Framed within a gilt rococo frame.

  The work of the painter Edward Burne-Jones.

  The portrait of a monkey.

  I looked. I stared. And tears fell from my eyes.

  ‘It is you,’ said my friend.

  And yes, it was. The portrait was of me.

  The painted me stood tall and proud, wearing the uniform of the Queen's Own Electric Fusiliers, blue with buttons of brass and braid of gold. He struck a most heroic pose, one hand on the pommel of a sword and in the other the staff of a Union Jack.

  ‘And see here,’ said Mr Cameron Bell, and he pointed to a brass plaque on the base of the gilded frame, too high for me to read from where I stood.

  ‘What does it say?’ I sniffed as I spoke. ‘Please read it to me, Mr Bell.’

  My friend took a deep breath and read:

  DARWIN

  My loyal butler and bestest friend.

  Mr Bell took my hand once more and we left Syon House.

  ‘What a beautiful thing to do,’ I said, when I had dried my eyes.

  ‘I told you he loved you,’ said Cameron Bell. ‘But you knew that anyway. Look, I have a folded pamphlet here – a potted history, I suppose. Let us sit beneath that tree over there and study it together.’

  We sat beneath a spreading chestnut tree.

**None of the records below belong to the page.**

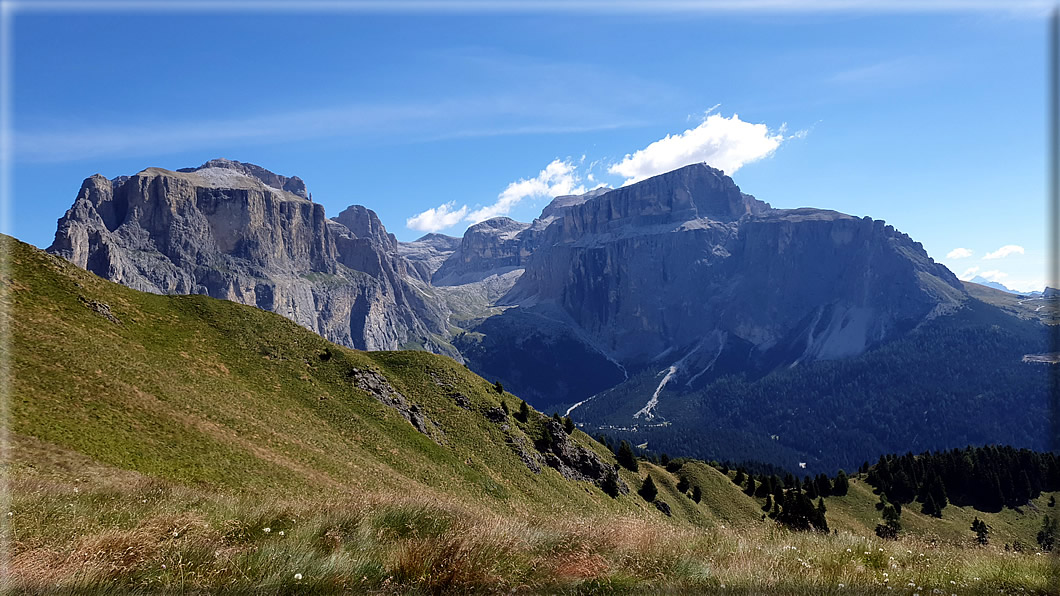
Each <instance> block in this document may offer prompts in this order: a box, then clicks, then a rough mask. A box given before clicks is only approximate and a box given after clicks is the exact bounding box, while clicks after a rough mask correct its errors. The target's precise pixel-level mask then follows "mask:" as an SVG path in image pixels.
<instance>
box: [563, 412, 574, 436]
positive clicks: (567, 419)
mask: <svg viewBox="0 0 1060 596" xmlns="http://www.w3.org/2000/svg"><path fill="white" fill-rule="evenodd" d="M563 430H564V431H566V432H567V434H568V435H569V434H571V433H573V432H575V421H573V420H571V419H570V417H569V416H565V417H563Z"/></svg>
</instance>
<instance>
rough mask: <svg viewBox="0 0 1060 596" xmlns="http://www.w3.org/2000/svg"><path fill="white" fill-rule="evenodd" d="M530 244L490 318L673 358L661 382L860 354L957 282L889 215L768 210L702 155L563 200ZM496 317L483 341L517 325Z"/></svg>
mask: <svg viewBox="0 0 1060 596" xmlns="http://www.w3.org/2000/svg"><path fill="white" fill-rule="evenodd" d="M537 243H538V248H537V249H536V250H534V251H533V253H532V255H531V256H530V258H529V259H527V261H526V264H525V273H524V274H523V276H522V277H520V278H519V279H518V281H517V282H516V283H515V285H514V286H513V288H512V290H511V292H510V293H509V294H508V295H507V296H506V297H505V298H502V299H501V301H500V303H502V304H507V305H511V306H517V308H516V309H513V310H510V311H507V312H506V313H505V314H504V315H501V317H507V318H513V320H514V317H518V316H523V317H526V316H528V315H519V314H518V313H519V312H520V311H523V312H526V313H529V314H541V315H545V316H547V317H548V318H550V319H552V320H563V319H567V320H569V321H571V327H572V328H573V329H575V330H577V331H578V333H577V336H578V337H579V338H580V339H581V340H582V341H583V343H584V344H583V345H584V348H583V349H582V351H583V352H584V353H591V352H594V351H595V352H599V353H601V354H603V355H604V356H606V357H607V358H608V360H610V361H611V362H614V363H616V366H619V367H620V368H624V369H626V370H635V369H639V368H643V367H660V369H665V368H667V367H670V366H674V367H676V369H677V370H675V372H674V374H672V375H671V378H670V379H671V380H670V382H672V383H678V382H681V383H689V382H692V381H705V380H707V379H709V378H711V376H713V375H717V374H720V373H723V372H739V371H762V372H764V371H767V370H770V369H772V368H775V367H776V366H779V365H782V364H791V363H794V362H798V361H800V360H818V358H836V357H845V356H850V355H855V354H859V353H861V352H863V351H864V350H866V349H867V348H869V347H871V346H872V345H875V344H878V343H880V341H884V340H886V339H888V338H890V337H894V336H897V335H899V334H901V333H902V332H904V331H906V330H908V329H911V328H913V327H915V326H916V325H918V323H919V322H920V321H922V320H924V319H925V318H926V317H930V316H933V315H935V314H938V313H940V312H944V311H947V310H948V309H953V308H955V306H956V305H957V304H959V303H960V302H961V301H962V300H964V299H965V298H966V296H967V295H966V293H965V291H964V288H962V287H961V285H960V282H959V281H957V279H956V277H954V276H953V274H952V273H950V270H949V269H947V268H946V267H944V266H942V265H940V264H937V263H935V262H934V261H933V260H932V259H931V258H930V257H928V255H926V252H924V250H923V247H922V246H921V245H920V244H919V243H916V242H914V241H912V240H911V239H909V238H908V236H907V235H905V234H903V233H901V232H898V231H896V230H895V229H894V228H893V227H891V226H888V225H886V224H884V223H883V222H880V221H872V220H870V218H856V217H851V216H849V215H844V214H842V213H836V212H833V211H823V210H816V209H796V210H777V209H772V208H771V207H770V206H769V205H767V204H765V203H762V201H760V200H758V199H756V198H754V197H752V196H750V195H747V194H744V193H742V192H740V189H739V188H737V186H736V185H735V183H732V180H731V179H730V178H729V177H727V176H725V175H724V174H723V173H721V172H720V171H718V170H713V169H711V168H709V166H707V165H704V164H695V165H689V166H686V168H683V169H681V170H676V171H674V172H670V173H668V174H663V175H660V176H656V177H654V178H650V179H648V180H644V181H642V182H639V183H636V185H632V186H629V187H624V188H621V189H617V190H614V191H611V192H606V193H604V194H602V195H600V196H597V197H595V198H590V199H588V200H585V201H582V203H580V204H577V205H571V206H569V207H567V208H565V209H564V210H563V212H562V216H557V218H555V220H554V222H552V223H551V224H550V225H549V226H548V227H547V228H546V229H545V230H544V231H543V232H542V238H541V239H540V240H538V241H537ZM494 318H496V317H494ZM483 325H484V323H483ZM491 327H492V329H493V330H494V332H495V333H497V332H499V333H501V334H508V333H511V334H510V335H506V336H502V337H497V338H495V340H494V341H493V343H492V344H491V347H493V348H497V347H498V346H504V345H507V344H511V345H517V344H518V341H519V340H520V339H522V337H520V336H519V335H518V332H517V331H515V330H516V329H517V328H518V326H515V325H509V326H501V325H497V323H496V322H493V323H491ZM490 358H492V360H494V361H499V362H505V363H506V364H509V363H510V361H511V360H513V358H500V357H499V356H498V355H497V354H491V355H490ZM472 362H473V363H475V358H474V357H473V358H472ZM482 372H483V373H485V374H497V375H500V378H502V379H504V378H505V376H504V374H507V375H508V376H509V378H512V376H519V373H518V371H515V372H512V371H501V370H490V369H484V370H482ZM511 386H512V387H516V388H522V387H520V386H519V385H518V384H517V383H512V384H511ZM600 390H602V389H600ZM552 395H553V396H554V399H555V401H557V402H561V403H562V402H564V401H566V402H567V403H570V402H572V401H577V400H580V399H583V398H584V397H586V395H567V396H562V397H561V396H559V395H557V393H555V392H553V393H552Z"/></svg>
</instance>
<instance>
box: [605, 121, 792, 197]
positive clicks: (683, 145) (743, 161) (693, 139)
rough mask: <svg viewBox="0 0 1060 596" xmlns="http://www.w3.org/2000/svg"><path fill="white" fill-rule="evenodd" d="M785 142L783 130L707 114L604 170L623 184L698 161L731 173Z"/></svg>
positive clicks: (622, 159) (736, 170)
mask: <svg viewBox="0 0 1060 596" xmlns="http://www.w3.org/2000/svg"><path fill="white" fill-rule="evenodd" d="M797 135H798V134H796V136H797ZM789 138H790V137H789ZM784 140H785V137H784V135H783V129H782V127H781V129H780V130H777V132H771V130H770V128H769V127H767V126H766V125H765V124H752V123H749V122H744V121H743V120H740V117H739V116H738V115H735V113H734V115H732V116H731V117H729V118H725V117H723V116H721V115H719V113H710V115H709V116H707V117H706V118H704V119H703V122H701V123H700V125H699V126H696V127H695V128H689V129H687V130H685V132H684V133H681V134H677V135H667V136H666V137H664V138H663V139H659V140H658V141H655V142H653V143H651V144H650V145H648V146H647V147H644V148H642V150H639V151H637V152H635V153H633V154H630V155H626V156H625V158H624V159H622V160H621V161H619V162H618V163H615V164H614V165H612V166H611V168H610V169H608V170H607V171H608V172H610V173H612V174H616V175H619V176H622V177H624V178H625V181H624V182H623V185H631V183H633V182H637V181H640V180H643V179H644V178H649V177H651V176H655V175H658V174H661V173H664V172H669V171H671V170H675V169H677V168H681V166H683V165H688V164H690V163H697V162H706V163H707V164H709V165H711V166H713V168H718V169H720V170H724V171H725V173H727V174H732V173H734V172H736V171H737V170H739V169H740V168H742V166H743V165H744V164H746V163H750V162H754V161H758V160H759V159H762V158H765V157H769V156H770V155H773V152H775V151H776V150H777V147H779V146H780V143H782V142H783V141H784Z"/></svg>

I had climbed this tree myself in times past, and now I leaned back upon its trunk and wondered at the future.

  ‘It is wrong, you know,’ I said to Mr Bell.

  ‘Travelling through time, do you mean?’

  I nodded. ‘It is wrong.’

  ‘I tend to agree,’ said my friend. ‘It is an unnatural thing to do. I have cautioned care before and I do so again now.’

  ‘You shot dead that MacTurnip, I recall.’

  ‘Hm,’ said Mr Cameron Bell, and then, ‘Oho,’ and Mr Bell laughed.

  ‘What is so very funny?’ I enquired.

  ‘Darwin,’ said my friend to me, ‘when you were Lord Brentford's monkey butler, did you ever, how shall I put this, entertain any lady monkeys here?’

  ‘A gentleman never divulges,’ I said. ‘But yes, there were one or two dalliances. Queen Victoria had a monkey maid, as did several of the grand ladies who lived nearabouts. They used to visit upon Sundays and I would take their monkeys for a walk.’

  ‘For a walk?’ croaked Mr Bell, suddenly made all but helpless by a fit of laughter.